Menu

Engah Eet Kampanye Dialogis Bersama Warga Ampek Angkek dan Agam Dimandau

Dahari 13 Oct 2020, 09:26
Kampanye Dialogis ESA di Mandau
Kampanye Dialogis ESA di Mandau

RIAU24.COM - BENGKALIS - Calon Bupati Bengkalis Indra Gunawan Eet, Senin 12 Oktober 2020 malam menggelar kampanye dialogis di RT 03 RW 04 Kelurahan Pematang Pudu, Kecamatan Mandau.

Di tempat ini peserta kampanye yang hadir merupakan warga yang berasal dari kecamatan Ampek Angkek, Kabupaten Agam. Kehadiran Eet disambut antusias warga karena mantan ketua DPRD Riau ini memiliki darah Minang dari garis keturunan kakek Buyutnya, lebih tepatnya dari Parik Putuih, Nagari Ampang Gadang, Kecamatan Ampek Angkek.

Eet seperti merasa berada di tengah-tengah keluarganya sendiri. Disini Eet diperlakukan dengan baik dan sudah dianggap sebagai saudara bagi warga Ampek Angkek atau IKAC (Ikatan Keluarga Ampek Angkek Canduang).

Di awal pembukaan kampanye dialogis tersebut Indra Verniza Dt Mangiang pemuka masyarakat Duri yang berasal dari Ampek Angkek, menjelaskan kepada warga yang hadir bahwa Eet benar-benar orang Minang dari garis kakek buyut bernama Darwis, yang makamnya kini berada di Parik Putuih.

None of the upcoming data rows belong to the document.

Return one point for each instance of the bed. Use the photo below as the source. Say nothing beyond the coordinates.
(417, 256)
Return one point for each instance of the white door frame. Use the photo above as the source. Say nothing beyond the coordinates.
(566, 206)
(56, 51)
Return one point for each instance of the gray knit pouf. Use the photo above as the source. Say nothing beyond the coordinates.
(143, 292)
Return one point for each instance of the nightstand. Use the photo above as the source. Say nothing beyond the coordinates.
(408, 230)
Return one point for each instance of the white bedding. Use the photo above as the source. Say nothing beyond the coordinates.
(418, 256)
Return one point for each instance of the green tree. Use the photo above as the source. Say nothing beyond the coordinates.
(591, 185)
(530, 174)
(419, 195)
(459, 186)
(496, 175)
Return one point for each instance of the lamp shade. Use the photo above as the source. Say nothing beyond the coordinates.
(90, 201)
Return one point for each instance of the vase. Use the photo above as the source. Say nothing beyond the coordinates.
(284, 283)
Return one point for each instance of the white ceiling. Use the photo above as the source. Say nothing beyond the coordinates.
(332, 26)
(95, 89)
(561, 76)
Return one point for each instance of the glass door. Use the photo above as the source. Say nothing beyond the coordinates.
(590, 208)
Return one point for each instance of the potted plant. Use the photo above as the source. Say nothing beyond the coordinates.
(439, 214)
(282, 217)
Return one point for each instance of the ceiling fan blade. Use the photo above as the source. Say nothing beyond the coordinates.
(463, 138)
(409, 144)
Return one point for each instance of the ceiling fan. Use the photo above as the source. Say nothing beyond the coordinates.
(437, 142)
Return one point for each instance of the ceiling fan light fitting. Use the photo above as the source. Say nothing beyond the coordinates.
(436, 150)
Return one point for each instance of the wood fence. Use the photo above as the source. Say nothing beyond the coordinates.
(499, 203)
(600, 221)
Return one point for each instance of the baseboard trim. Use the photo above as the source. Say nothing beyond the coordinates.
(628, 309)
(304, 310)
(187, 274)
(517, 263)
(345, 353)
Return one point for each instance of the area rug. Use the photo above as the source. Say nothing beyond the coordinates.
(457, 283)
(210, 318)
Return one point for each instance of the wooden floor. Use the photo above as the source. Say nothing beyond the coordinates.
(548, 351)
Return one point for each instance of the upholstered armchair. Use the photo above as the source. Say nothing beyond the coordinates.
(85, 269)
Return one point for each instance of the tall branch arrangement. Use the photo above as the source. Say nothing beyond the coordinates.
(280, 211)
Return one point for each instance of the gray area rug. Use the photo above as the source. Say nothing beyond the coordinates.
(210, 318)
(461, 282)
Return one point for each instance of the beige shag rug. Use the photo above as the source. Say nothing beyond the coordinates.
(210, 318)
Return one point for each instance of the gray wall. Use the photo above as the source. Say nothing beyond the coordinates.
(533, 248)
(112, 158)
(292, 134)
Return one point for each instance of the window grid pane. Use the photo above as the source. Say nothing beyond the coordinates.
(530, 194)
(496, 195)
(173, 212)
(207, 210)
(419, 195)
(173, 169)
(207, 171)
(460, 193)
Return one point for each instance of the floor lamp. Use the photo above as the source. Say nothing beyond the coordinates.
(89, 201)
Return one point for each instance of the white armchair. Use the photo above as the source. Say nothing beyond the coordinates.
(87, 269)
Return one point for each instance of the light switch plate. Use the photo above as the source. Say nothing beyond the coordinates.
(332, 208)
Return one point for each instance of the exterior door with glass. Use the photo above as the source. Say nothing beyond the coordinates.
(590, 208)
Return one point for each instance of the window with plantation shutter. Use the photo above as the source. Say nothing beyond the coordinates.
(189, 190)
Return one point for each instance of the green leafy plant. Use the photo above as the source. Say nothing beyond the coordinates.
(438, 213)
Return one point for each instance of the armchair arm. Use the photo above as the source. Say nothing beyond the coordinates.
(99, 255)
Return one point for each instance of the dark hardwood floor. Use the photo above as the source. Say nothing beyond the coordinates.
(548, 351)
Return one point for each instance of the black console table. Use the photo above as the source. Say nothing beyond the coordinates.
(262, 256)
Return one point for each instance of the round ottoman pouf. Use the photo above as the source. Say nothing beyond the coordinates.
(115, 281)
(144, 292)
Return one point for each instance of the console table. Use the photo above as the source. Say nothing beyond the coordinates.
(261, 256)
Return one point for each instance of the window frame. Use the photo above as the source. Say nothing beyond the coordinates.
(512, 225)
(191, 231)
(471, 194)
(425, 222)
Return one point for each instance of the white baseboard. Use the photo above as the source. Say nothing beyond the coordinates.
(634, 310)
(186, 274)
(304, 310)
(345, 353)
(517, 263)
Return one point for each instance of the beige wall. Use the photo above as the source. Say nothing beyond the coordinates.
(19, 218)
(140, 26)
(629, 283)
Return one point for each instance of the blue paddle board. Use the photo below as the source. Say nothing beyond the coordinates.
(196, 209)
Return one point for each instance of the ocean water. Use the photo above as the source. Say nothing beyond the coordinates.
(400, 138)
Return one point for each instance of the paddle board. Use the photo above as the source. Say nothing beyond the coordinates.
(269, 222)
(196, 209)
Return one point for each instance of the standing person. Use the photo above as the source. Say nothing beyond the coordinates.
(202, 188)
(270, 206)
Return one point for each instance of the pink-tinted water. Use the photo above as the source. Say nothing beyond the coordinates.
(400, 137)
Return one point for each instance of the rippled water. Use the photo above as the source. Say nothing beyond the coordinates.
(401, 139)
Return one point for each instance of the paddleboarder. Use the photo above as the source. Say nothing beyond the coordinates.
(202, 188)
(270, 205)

"Saya bersama Pak Eet dan beberapa teman mencari langsung posisi kampung beliau yang sebenarnya. Sebab Pak Eet pun sudah lupa karena pernah pulang kampung tahun 86, masih SD," ujar Indra Verniza Dt Mangiang mengisahkan perjalanannya ke Sumbar, beberapa waktu lalu.

Dengan demikian Indra Verniza mengajak kepada warga Duri, Bengkalis umumnya yang berasal dari Ampek Angkek dan Agam secara keseluruhan untuk mendukung dan memilih Eet yang berpasangan dengan Samsu Dalimunthe pada Pilkada Bengkalis 9 Desember 2020 nanti.

" Sudah jelas Pak Eet ini separuh darahnya Minang, dari Ampek Angkek, apakah masih kita pilih orang lain. Sudah seharusnya kita bangga apabila Pak Eet terpilih jadi bupati Bengkalis. Apalagi Pak Eet ini orangnya masih muda, enerjik, bersahaja dan sangat bersahabat. Jarang kita lihat jaman sekarang pemimpin seperti Eet. Dia sangat merakyat, tidak jaim. Semua orang diperlakukan sama, sopan pada orang yang lebih tua,"ungkapnya.

Bukan hanya karena unsur kedekatan secara historis keturunan, namun Indra terkesima dengan visi misi Eet-Samda (ESA) yang pro rakyat, pro buruh, pro UMKM. " Bahkan pasangan ESA ini bertekad mengentaskan pengangguran di kabupaten Bengkalis. Tidak boleh lagi ada putra daerah yang menganggur. Momen take over Chevron ke Pertamina akan dimanfaatkan ESA, mengambil 10 persen saham, dan membuka kesempatan bagi 15 ribu tenaga kerja. Ini lompatan luar biasa," urainya.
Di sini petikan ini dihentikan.